Cuando niño era monaguillo y solía ir con los sacerdotes al domicilio de los muertos, me quedó para siempre en la memoria el llanto de los familiares y las imágenes de cómo abrazaban y se aferraban a los difuntos. En ese tiempo los muertos eran llevados al cementerio en carrozas de caballos y la procesión funeraria iba encabezada por tres monaguillos; al pie de la tumba había también muestras de ese dolor que parece inconsolable. Seguramente desde entonces conservo la renuencia a ver a los muertos y me inquieta ese aire de misterio que tiene todo “protocolo” funeral. La civilización actual ya no tiene esa familiaridad con la muerte que tenían las sociedades antiguas. Ahora se encarga a empresas especializadas el cuidado de los muertos y la inhumación o cremación de los cadáveres. Parte de ese distanciamiento con la muerte es el disgusto que provocan las escenas que hemos visto en Ecuador de cadáveres abandonados o mal tratados. También es parte de esta nueva relación entre vivos y muertos el horror que nos provoca la idea de que no somos capaces de poner la debida distancia y la asepsia adecuada.
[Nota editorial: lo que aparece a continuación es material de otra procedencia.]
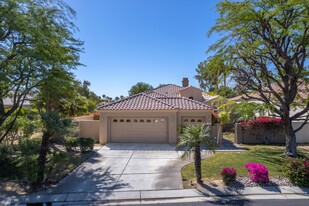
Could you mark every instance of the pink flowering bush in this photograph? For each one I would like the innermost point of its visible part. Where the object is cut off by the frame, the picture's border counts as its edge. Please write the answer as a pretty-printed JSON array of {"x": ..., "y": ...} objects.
[
  {"x": 298, "y": 172},
  {"x": 258, "y": 172},
  {"x": 268, "y": 122},
  {"x": 228, "y": 175}
]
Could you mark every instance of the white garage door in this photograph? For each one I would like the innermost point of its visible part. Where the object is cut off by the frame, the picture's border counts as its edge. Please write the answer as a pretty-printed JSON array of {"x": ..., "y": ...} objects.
[{"x": 146, "y": 130}]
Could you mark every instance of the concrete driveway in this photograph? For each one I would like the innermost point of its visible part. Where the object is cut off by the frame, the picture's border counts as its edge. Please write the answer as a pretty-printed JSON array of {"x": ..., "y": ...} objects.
[{"x": 126, "y": 167}]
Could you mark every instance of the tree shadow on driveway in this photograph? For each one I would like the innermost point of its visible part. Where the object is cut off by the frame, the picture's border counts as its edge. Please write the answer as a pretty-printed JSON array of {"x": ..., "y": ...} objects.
[{"x": 90, "y": 177}]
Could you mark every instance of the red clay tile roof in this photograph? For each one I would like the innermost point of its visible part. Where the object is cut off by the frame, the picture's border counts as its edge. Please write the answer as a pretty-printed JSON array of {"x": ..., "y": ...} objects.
[
  {"x": 170, "y": 90},
  {"x": 162, "y": 98},
  {"x": 184, "y": 103},
  {"x": 143, "y": 101},
  {"x": 140, "y": 101}
]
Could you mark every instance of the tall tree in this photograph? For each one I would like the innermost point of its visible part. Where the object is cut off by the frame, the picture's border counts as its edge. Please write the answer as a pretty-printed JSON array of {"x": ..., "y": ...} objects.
[
  {"x": 139, "y": 87},
  {"x": 212, "y": 73},
  {"x": 267, "y": 41},
  {"x": 56, "y": 87},
  {"x": 35, "y": 36},
  {"x": 191, "y": 140}
]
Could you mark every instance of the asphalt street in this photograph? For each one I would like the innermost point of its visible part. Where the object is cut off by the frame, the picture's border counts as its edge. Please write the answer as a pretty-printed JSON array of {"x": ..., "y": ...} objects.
[{"x": 269, "y": 202}]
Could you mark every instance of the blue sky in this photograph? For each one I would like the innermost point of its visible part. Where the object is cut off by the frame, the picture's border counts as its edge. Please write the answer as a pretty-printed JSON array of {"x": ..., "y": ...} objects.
[{"x": 152, "y": 41}]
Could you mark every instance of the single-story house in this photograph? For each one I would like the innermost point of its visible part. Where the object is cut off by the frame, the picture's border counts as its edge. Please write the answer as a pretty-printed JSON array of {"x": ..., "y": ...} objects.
[{"x": 153, "y": 116}]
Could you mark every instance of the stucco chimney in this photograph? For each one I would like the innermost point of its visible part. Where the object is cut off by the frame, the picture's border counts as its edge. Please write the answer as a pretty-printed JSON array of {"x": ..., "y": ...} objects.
[{"x": 185, "y": 82}]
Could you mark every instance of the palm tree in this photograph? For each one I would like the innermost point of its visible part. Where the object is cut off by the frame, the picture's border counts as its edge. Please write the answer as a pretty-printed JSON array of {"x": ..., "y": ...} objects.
[{"x": 191, "y": 140}]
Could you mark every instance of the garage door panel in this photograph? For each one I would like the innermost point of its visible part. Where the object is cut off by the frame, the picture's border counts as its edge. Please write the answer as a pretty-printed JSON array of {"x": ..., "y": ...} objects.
[
  {"x": 193, "y": 120},
  {"x": 148, "y": 130}
]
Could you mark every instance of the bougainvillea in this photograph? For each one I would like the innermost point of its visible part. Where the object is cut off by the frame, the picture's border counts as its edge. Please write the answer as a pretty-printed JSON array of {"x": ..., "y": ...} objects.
[
  {"x": 298, "y": 172},
  {"x": 228, "y": 175},
  {"x": 270, "y": 122},
  {"x": 258, "y": 172}
]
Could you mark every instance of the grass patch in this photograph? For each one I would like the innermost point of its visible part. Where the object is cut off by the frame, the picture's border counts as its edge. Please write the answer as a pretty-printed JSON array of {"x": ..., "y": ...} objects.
[
  {"x": 270, "y": 156},
  {"x": 229, "y": 136}
]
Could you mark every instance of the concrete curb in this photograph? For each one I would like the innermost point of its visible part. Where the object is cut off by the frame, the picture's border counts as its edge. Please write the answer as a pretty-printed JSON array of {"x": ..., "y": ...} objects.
[{"x": 154, "y": 195}]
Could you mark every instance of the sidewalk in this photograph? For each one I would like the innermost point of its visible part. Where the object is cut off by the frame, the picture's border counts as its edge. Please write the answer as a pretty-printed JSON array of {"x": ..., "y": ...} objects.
[{"x": 139, "y": 196}]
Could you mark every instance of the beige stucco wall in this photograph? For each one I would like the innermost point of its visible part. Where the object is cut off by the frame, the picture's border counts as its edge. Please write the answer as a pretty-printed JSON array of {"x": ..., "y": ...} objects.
[
  {"x": 274, "y": 136},
  {"x": 192, "y": 92},
  {"x": 80, "y": 118},
  {"x": 173, "y": 121},
  {"x": 89, "y": 128}
]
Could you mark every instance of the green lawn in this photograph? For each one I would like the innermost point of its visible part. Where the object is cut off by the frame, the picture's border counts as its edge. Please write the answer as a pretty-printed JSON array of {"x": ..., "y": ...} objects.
[
  {"x": 270, "y": 156},
  {"x": 229, "y": 136}
]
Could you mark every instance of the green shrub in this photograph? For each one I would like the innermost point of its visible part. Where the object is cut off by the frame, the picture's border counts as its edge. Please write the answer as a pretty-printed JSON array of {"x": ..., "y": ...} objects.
[
  {"x": 55, "y": 164},
  {"x": 29, "y": 147},
  {"x": 70, "y": 143},
  {"x": 298, "y": 172},
  {"x": 29, "y": 167},
  {"x": 228, "y": 175},
  {"x": 5, "y": 154},
  {"x": 86, "y": 144}
]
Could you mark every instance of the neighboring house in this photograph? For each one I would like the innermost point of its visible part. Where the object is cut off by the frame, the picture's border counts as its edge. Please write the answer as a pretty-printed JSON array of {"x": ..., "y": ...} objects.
[
  {"x": 302, "y": 136},
  {"x": 154, "y": 116}
]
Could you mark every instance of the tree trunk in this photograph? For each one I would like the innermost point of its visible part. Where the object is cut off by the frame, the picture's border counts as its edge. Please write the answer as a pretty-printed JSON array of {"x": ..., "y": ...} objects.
[
  {"x": 290, "y": 138},
  {"x": 42, "y": 159},
  {"x": 197, "y": 163},
  {"x": 219, "y": 134}
]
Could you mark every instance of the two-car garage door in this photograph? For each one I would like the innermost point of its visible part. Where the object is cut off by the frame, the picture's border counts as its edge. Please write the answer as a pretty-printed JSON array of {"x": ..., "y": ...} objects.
[{"x": 146, "y": 130}]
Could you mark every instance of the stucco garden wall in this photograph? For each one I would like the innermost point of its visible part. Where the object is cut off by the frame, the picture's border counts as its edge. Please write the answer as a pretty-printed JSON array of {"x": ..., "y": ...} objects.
[{"x": 268, "y": 135}]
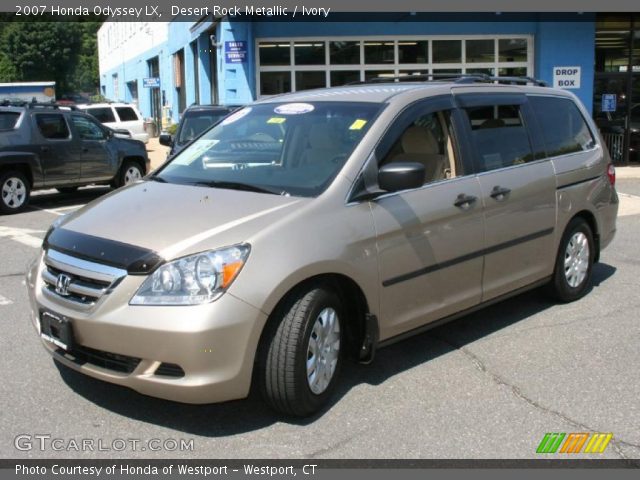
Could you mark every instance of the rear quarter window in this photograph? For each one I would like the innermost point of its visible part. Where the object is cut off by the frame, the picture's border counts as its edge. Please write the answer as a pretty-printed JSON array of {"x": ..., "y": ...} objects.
[
  {"x": 103, "y": 114},
  {"x": 500, "y": 136},
  {"x": 8, "y": 120},
  {"x": 564, "y": 129},
  {"x": 127, "y": 114},
  {"x": 52, "y": 126}
]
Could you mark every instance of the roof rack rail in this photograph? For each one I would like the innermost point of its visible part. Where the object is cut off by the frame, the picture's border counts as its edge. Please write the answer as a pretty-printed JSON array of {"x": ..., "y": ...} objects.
[
  {"x": 52, "y": 105},
  {"x": 456, "y": 77},
  {"x": 7, "y": 102},
  {"x": 423, "y": 77}
]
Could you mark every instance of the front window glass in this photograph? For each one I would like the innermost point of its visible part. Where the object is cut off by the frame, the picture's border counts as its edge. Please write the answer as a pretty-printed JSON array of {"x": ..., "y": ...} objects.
[
  {"x": 194, "y": 125},
  {"x": 87, "y": 129},
  {"x": 282, "y": 148},
  {"x": 8, "y": 120},
  {"x": 103, "y": 114}
]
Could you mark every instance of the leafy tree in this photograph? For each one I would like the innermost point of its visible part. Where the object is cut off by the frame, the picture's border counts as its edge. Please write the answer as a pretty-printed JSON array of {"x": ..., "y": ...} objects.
[{"x": 65, "y": 52}]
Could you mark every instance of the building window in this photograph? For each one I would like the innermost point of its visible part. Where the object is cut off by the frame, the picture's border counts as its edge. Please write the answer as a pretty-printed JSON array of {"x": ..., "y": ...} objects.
[
  {"x": 289, "y": 65},
  {"x": 116, "y": 92}
]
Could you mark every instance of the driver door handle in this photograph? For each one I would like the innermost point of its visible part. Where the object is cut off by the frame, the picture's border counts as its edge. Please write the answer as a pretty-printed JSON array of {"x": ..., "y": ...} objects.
[{"x": 464, "y": 201}]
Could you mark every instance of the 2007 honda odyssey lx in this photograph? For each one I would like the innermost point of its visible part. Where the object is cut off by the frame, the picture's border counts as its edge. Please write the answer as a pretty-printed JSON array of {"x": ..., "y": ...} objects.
[{"x": 316, "y": 225}]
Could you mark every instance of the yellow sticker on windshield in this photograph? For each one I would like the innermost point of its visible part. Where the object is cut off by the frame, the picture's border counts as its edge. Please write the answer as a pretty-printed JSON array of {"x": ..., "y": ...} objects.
[
  {"x": 358, "y": 124},
  {"x": 276, "y": 120}
]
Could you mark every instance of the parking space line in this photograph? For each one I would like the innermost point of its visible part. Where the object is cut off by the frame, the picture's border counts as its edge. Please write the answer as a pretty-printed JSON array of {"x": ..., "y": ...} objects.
[{"x": 22, "y": 235}]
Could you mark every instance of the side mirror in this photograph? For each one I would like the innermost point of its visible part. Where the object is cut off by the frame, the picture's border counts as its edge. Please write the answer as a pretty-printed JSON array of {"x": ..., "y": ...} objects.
[
  {"x": 165, "y": 139},
  {"x": 394, "y": 177}
]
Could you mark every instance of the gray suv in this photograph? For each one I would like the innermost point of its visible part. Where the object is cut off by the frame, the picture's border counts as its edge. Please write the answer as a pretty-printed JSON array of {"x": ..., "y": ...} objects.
[
  {"x": 320, "y": 225},
  {"x": 49, "y": 146}
]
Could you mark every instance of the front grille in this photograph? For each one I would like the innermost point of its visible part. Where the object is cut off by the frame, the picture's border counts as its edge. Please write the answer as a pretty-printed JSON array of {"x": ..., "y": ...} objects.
[
  {"x": 111, "y": 361},
  {"x": 170, "y": 370},
  {"x": 75, "y": 282}
]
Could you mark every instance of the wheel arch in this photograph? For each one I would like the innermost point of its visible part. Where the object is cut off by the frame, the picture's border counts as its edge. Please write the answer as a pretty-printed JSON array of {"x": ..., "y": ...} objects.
[
  {"x": 591, "y": 220},
  {"x": 353, "y": 299}
]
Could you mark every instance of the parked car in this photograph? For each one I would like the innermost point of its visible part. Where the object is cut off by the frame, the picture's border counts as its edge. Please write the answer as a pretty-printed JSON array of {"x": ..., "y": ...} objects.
[
  {"x": 120, "y": 116},
  {"x": 48, "y": 146},
  {"x": 72, "y": 99},
  {"x": 374, "y": 212},
  {"x": 195, "y": 120}
]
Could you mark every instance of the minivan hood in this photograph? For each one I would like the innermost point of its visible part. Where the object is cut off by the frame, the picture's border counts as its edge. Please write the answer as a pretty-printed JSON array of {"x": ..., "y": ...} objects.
[{"x": 174, "y": 220}]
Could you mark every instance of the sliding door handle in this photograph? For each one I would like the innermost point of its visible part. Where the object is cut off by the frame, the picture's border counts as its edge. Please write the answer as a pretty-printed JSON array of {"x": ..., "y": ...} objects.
[
  {"x": 464, "y": 201},
  {"x": 499, "y": 193}
]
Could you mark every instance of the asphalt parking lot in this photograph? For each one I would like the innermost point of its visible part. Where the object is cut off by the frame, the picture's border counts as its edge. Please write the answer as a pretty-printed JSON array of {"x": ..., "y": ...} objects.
[{"x": 489, "y": 385}]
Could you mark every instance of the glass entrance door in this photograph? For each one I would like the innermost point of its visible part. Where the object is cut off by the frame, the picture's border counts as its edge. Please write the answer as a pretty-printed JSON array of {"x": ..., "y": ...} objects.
[
  {"x": 610, "y": 112},
  {"x": 616, "y": 95}
]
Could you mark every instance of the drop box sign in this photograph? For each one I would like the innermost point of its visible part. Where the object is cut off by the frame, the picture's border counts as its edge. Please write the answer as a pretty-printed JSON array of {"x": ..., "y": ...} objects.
[{"x": 566, "y": 77}]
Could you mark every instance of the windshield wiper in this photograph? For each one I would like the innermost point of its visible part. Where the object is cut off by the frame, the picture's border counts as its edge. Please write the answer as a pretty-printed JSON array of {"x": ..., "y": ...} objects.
[
  {"x": 247, "y": 187},
  {"x": 157, "y": 178}
]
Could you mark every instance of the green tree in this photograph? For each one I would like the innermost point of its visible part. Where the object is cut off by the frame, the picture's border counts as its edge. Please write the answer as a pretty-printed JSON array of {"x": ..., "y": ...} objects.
[{"x": 65, "y": 52}]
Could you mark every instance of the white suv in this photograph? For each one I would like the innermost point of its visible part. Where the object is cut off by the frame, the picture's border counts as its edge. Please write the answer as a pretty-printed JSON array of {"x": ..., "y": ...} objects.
[{"x": 119, "y": 116}]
Un cadáver es algo que no queremos asumir, es solo el paso del cuerpo vivo al alma invisible, por eso la cremación es ahora habitual; que no quede vestigio de la muerte, que no tengamos que ver la transformación en polvo que somos. Una muerte digna es algo que podemos y debemos asumir porque, superado el dolor, sabemos que la muerte tiene sentido. Jorge Luis Borges decía: “Quizás una de las mayores virtudes de la vida es que todo es efímero, incluso lo físico es efímero, el placer es efímero también, y está bien que sea así porque si no todo sería muy tedioso”.  Simone de Beauvoir escribió su libro “Todos los hombres son mortales” para mostrar que una vida sin fin resultaría un tormento insoportable.